In 1948, Rhea’s family sold its stake in GEICO to several private investors. Helping the Goodwins to locate these new investors was their friend, banker and GEICO senior officer Lorimer (“Davy”) Davidson. Among others, Davidson placed a large block of stock with Graham-Newman, whose named partner, Benjamin Graham, became GEICO’s chairman.
Graham-Newman’s GEICO position represented a large portion of the firm’s assets. The investment concentration departed from Graham’s usual preference to diversify. But then, federal authorities ruled that an investment company such as Graham-Newman could not own such a large stake in an insurance company. So the firm distributed its GECIO shares to its partners to hold directly. At that point, the shares were held by so many people that federal law required them to be registered with the Securities and Exchange Commission, which made GEICO a public company.6
A few years later, Buffett was enrolled in Graham’s investment class at Columbia Business School, located on the university’s main campus in the Morningside Heights neighborhood of Manhattan. Graham’s biography listed his position as chairman of GEICO, a company Buffett had never heard of in an industry he knew nothing about. Eager to learn more, Buffett decided to visit the company’s Washington headquarters.

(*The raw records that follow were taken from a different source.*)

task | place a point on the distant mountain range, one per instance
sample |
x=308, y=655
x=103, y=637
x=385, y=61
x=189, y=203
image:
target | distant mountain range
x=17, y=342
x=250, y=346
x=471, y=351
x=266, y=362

On a cold Saturday in January 1951, Buffett boarded the 6:30 A.M. “Morning Congressional” train of the Pennsylvania Railroad from New York.7 Arriving in Washington four hours later, he found the GEICO building, then at 14th and L Streets Northwest, was closed.8 But the young Buffett caught the attention of a custodian, who indicated there was someone working on the top floor. It was Davidson. Buffett told Davidson he was Graham’s student, and Davidson went on to spend four hours explaining the company and the industry to Buffett.
Buffett’s key takeaway: “GEICO’s method of selling—direct marketing—gave it a wide cost advantage over competitors that sold through agents, a form of distribution so ingrained in the business of these insurers that it was impossible for them to give it up.”9 Inspired by his chat with Davidson, Buffett studied GEICO and the insurance industry carefully. He then wrote a report about GEICO for “The Security I Like Best” column in the Commercial and Financial Chronicle, a widely read trade publication.10 Putting his money where his writing was, Buffett bought 350 shares of GEICO stock during 1951 at a cost of $10,282, representing half his net worth. (The next year, Buffett sold his GEICO shares for $15,259. That taught a lesson about buy-and-hold: by 1995, that stake was worth more than $1 million.)

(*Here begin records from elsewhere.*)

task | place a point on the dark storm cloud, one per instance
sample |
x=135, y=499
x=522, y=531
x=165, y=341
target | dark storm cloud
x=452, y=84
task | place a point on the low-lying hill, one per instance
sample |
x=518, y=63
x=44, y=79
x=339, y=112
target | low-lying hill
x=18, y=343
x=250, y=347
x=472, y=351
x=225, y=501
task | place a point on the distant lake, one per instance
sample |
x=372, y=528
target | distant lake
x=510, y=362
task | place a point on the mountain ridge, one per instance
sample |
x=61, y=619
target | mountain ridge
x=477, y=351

Throughout the 1950s, Leo Goodwin continued to build GEICO, emphasizing its goal to keep costs at an absolute minimum. However, the goal of low costs was not merely to increase profits. In fact, Goodwin insisted on passing along most of the savings to customers in the form of lower premiums. That, in turn, attracted more customers. Greater total premium volume and, ultimately, profit, resulted, as did deepening customer loyalty across a widening base.

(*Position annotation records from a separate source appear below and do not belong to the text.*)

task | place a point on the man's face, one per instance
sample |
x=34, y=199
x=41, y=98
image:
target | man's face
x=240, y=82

By the end of the decade, GEICO had more than seven hundred thousand policies and wrote $65 million in premiums.11 Goodwin retired in 1958, handing the reins to Davidson, who sustained GEICO’s unique business model, continuing its tradition of thrift, increasing volume by keeping premiums low. By 1965, insurance premiums tallied $150 million and earnings doubled to $13 million.12
In the 1970s, after Davidson retired and the Goodwins passed away, the GEICO story took a different turn. Growth in premium volume became more important than cost management or underwriting quality, and policies were written or renewed with little regard to relevant information such as policyholder accident histories.13 In 1973, the company opened eligibility to all, regardless of employment, believing that technology and statistical modeling enabled screening more effectively than occupational groupings. Yet the company lacked the requisite computer systems to aggregate or analyze the data.14 Policies and premium volume soared.